Menurut Prof Sugiyono selain untuk pangan darurat, buras steril juga bisa diproduksi sebagai produk pangan komersial oleh UMKM. Produk ini bisa dibuat bervariasi dengan bisa ditambah lauk ayam, ikan atau sayuran lainnya.

Ia mengatakan proses pembuatan buras steril terdiri dari tiga tahap yakni pembuatan buras setengah matang, pengemasan vakum dan pemanana bertekanan sebagai sterilisasi.

"Untuk penutup kemasan dilakukan dalam keadaan divakum (vacuum selling), bagi UMKM dapat dilakukan dengan alat pemasak presto. Kondisi vakum ini dimaksudkan untuk mencegah produk menggembung pada saat dipanaskan," katanya.

Pemananan bertekanan menjadi tahapan paling penting karena menentukan tingkat sterilitas dari produk.

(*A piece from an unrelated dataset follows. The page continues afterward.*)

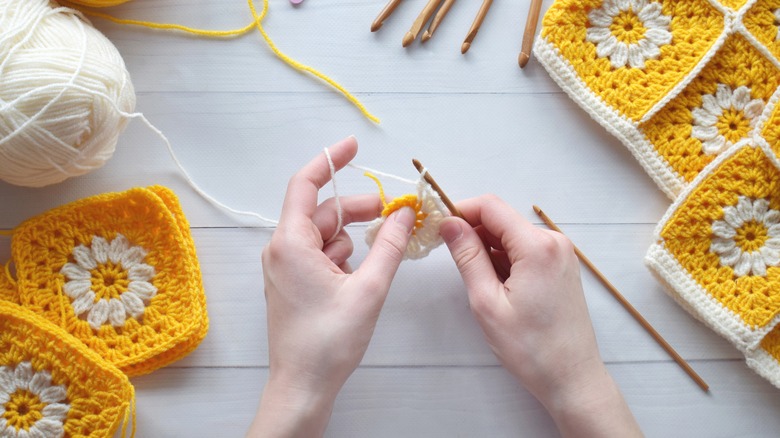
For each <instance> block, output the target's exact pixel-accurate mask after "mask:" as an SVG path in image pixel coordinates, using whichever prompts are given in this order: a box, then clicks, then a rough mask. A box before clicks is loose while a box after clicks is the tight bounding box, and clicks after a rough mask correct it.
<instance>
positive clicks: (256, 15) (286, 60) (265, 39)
mask: <svg viewBox="0 0 780 438" xmlns="http://www.w3.org/2000/svg"><path fill="white" fill-rule="evenodd" d="M254 2H255V0H247V3H248V4H249V10H250V11H251V12H252V17H253V18H254V21H253V22H252V23H250V24H248V25H246V26H244V27H242V28H240V29H230V30H207V29H197V28H192V27H188V26H182V25H180V24H172V23H154V22H150V21H142V20H128V19H122V18H116V17H113V16H111V15H109V14H105V13H102V12H97V11H91V10H85V9H84V8H83V7H79V6H78V5H79V4H80V3H74V2H73V1H70V0H62V1H61V2H60V3H62V4H63V5H66V6H69V7H72V8H74V9H78V10H79V11H81V12H82V13H83V14H85V15H87V16H90V17H96V18H102V19H104V20H108V21H111V22H114V23H118V24H129V25H133V26H141V27H146V28H150V29H161V30H178V31H181V32H187V33H191V34H194V35H199V36H205V37H210V38H231V37H237V36H241V35H244V34H246V33H247V32H249V31H250V30H251V29H252V28H253V27H256V28H257V30H258V31H260V35H262V37H263V40H265V43H266V44H267V45H268V48H270V49H271V51H272V52H273V53H274V55H276V57H277V58H279V59H281V60H282V61H284V62H285V63H286V64H287V65H289V66H290V67H292V68H294V69H295V70H298V71H301V72H306V73H309V74H310V75H312V76H314V77H316V78H318V79H320V80H322V81H323V82H325V83H327V84H328V85H330V86H331V87H333V88H335V89H336V90H337V91H338V92H339V93H341V94H342V95H343V96H344V97H345V98H347V100H348V101H349V102H350V103H352V104H353V105H354V106H355V107H357V109H358V110H360V112H361V113H362V114H363V115H364V116H365V117H366V118H367V119H368V120H371V121H372V122H374V123H376V124H379V123H380V120H379V118H378V117H376V116H375V115H373V114H371V112H369V111H368V109H367V108H366V107H365V105H363V103H361V102H360V100H358V98H357V97H355V96H354V95H353V94H352V93H350V92H349V91H347V89H346V88H344V86H342V85H341V84H339V83H338V82H336V81H335V80H333V79H331V78H330V77H329V76H328V75H326V74H324V73H322V72H320V71H318V70H316V69H314V68H312V67H309V66H308V65H305V64H302V63H300V62H298V61H296V60H294V59H292V58H290V57H289V56H287V55H286V54H284V52H282V51H281V50H279V48H278V47H276V44H275V43H274V42H273V40H272V39H271V37H270V36H269V35H268V33H267V32H266V31H265V29H264V28H263V25H262V21H263V19H264V18H265V16H266V15H267V14H268V0H263V9H262V10H261V11H260V13H258V12H257V9H256V8H255V4H254Z"/></svg>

Proses tersebut dilakukan dengan menggunakan autoclav pada suhu 121 derjat celcius. Ini dilakukan untuk membunuh semua mikroba pada produk dan menjadikannya steril.

Satu kemasan buras steril terdiri dari dua buah buras per kemasan dengan berat 200 gram. Produk buras menggunakan abhan dasar nasi (80 persen), ayam (20 persen) dan bumbu-bumbu. Memiliki kadar air 62,85 persen, kadar karbohidrat 22,99 persen dengan sumbangan energi 51,5 persen, kadar protein 6,73 persen, dengan sumbangan energi 15,1 persen, kadar lemak 6,65 persen dengan sumbangan energi 33,5 persen, dan kadar abu 0,77 persen.

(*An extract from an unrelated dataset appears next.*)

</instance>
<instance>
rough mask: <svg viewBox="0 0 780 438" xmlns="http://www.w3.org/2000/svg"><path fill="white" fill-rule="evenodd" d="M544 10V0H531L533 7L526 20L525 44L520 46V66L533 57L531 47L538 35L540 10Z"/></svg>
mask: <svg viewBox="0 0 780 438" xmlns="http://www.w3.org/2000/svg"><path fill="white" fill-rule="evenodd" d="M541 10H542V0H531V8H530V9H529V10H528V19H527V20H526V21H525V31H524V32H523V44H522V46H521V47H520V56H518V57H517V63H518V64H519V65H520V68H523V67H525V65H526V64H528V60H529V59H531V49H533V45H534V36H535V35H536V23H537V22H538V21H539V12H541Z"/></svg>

Secara keseluruhan buras steril memiliki kandungan energi sebesar 178,73 kilo kalori per 100 gram per buah, dan dikemas dalam aluminium foil sebanyak dua buah buras per kemasan (200 gram).

"Orang dewasa perlu memakan dua kemasan buras (400 gram) per sajian, dengan sekali konsumsi diperoleh asupan energi sebesar 714,92 kilo kalori. Konsumsi tiga kali sehari menghasilkan asupan kalori sebesar 2144,76 kilo kalori," katanya.

Prof Sugiyono menambahkan Indonesia belum mempunyai cadangan makanan untuk kondisi darurat, maka dari itu ketika terjadi bencana yang dikirim adalah beras dan mie instans. Maka dari itu buras steril dapat menjadi alternatif sebagai pangan darurat bencana.